The only surefire way to backup your data is offline storage. Strangely, I've had the hard drive fail on every single Apple computer I've owned. That's a PowerBook, a MacBook, and an iMac.

I keep triplicate backups, and when I go back to Canada each year, I make a backup there as well. So far one of my externals has died.
 
Hi there,


I'm getting pretty damn sick of this. Is there a sure fire method that will keep my data safe for an extended period of time? I'm tried burning cds and dvds, they also fail over time. Infact I have discs burnt way back in 2003 that no longer work.

I understand that online storage places also just use regular hard drives? So whats stopping them failing and me losing data again?

First of all, just keep this in mind: Data that is only backed up in one place isn't backed up. All hard drives will fail. It's just a matter of when, not if. DVDs aren't an option, either. When CDs and DVDs first came onto the scene, there were promises they would last "decades", which has proven false.

Truthfully, you need multiple backups, and one of the backups needs to be offsite. This can either be through one of the online services like Carbonite, Mozy, etc, or something as simple as an external HD that you take to the office, friend/relatives house, etc. Keep one external HD at home, and take another offsite.

As for the online services: I have one word for you: SAN, or Storage Area Network.
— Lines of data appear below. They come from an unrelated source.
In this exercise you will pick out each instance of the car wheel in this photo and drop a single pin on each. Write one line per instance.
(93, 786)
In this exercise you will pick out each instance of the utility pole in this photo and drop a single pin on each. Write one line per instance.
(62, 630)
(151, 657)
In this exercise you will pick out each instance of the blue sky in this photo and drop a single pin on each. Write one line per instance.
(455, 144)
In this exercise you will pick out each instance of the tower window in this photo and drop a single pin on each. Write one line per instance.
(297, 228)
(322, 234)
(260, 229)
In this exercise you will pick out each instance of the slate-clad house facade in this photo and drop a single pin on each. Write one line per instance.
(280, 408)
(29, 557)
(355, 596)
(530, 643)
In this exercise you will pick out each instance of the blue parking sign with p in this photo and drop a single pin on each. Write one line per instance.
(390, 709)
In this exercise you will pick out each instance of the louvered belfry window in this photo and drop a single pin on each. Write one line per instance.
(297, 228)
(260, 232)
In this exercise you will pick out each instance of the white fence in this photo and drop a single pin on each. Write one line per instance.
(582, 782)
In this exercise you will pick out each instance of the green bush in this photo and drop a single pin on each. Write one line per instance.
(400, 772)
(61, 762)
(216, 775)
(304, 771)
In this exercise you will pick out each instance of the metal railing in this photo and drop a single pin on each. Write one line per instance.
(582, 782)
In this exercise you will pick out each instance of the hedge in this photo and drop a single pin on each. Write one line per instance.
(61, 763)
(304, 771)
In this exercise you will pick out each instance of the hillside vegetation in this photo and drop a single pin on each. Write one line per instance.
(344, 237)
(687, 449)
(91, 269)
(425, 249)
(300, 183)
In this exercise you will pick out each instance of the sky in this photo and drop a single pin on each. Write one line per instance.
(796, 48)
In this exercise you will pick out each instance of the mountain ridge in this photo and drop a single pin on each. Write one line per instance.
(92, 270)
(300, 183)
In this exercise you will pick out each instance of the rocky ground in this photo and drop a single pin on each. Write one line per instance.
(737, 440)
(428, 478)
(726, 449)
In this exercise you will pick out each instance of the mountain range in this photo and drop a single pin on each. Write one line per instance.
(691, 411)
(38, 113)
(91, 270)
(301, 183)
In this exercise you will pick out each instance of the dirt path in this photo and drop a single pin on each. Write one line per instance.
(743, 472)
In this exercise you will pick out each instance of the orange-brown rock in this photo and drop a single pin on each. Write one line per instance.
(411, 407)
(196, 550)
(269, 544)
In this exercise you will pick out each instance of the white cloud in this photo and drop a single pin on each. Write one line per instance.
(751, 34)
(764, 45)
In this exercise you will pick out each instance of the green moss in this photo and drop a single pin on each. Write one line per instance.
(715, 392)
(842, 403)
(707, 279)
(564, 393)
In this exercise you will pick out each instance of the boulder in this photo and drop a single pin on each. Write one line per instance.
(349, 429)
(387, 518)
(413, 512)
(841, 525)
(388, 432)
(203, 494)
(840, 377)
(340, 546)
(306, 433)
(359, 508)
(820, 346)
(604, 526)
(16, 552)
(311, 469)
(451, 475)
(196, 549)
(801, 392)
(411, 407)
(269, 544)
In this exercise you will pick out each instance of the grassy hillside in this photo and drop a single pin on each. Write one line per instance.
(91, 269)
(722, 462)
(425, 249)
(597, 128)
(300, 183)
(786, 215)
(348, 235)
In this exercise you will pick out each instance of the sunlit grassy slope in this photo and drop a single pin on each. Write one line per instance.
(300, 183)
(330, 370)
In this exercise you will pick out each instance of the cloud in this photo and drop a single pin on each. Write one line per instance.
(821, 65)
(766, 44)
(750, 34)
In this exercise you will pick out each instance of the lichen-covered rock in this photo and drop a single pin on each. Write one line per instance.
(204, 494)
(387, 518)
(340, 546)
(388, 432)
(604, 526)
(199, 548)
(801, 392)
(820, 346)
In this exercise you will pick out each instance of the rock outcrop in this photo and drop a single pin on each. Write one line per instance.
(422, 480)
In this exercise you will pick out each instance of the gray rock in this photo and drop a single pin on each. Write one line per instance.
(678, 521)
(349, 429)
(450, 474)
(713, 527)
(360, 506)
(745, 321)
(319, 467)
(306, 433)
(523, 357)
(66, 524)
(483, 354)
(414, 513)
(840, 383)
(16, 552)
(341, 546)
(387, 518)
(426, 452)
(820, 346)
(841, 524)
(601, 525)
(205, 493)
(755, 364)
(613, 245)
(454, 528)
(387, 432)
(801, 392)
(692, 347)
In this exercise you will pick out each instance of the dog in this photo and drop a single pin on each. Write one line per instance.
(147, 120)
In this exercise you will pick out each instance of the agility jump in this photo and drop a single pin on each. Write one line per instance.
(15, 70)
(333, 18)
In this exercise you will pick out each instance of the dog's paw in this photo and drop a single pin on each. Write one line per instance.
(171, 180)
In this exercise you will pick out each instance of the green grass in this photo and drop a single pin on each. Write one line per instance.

This is different from a NAS, which is just some hard drives on a network. A SAN is designed for redundancy. At one job where I was a SAN administrator, we had 4 shelves of 14 hard drives, which was mirrored to an identical array. All of that was then backed up to a different SAN. We then backed THAT up to tapes, which were taken off-site. We once lost 3 hard drives in one day, and our users never noticed a thing. That is what a good backup service should be doing.
 
You can do three of these things at the same time for some good data redundancy

-RAID 1 - for quick complete recovery when one hard drive fails
-Time Machine - when your RAID array screws up
-Offsite - could be that you have another external hard drive and you keep it at your friend's house when you're not backing up or using an online backup service or you can do both!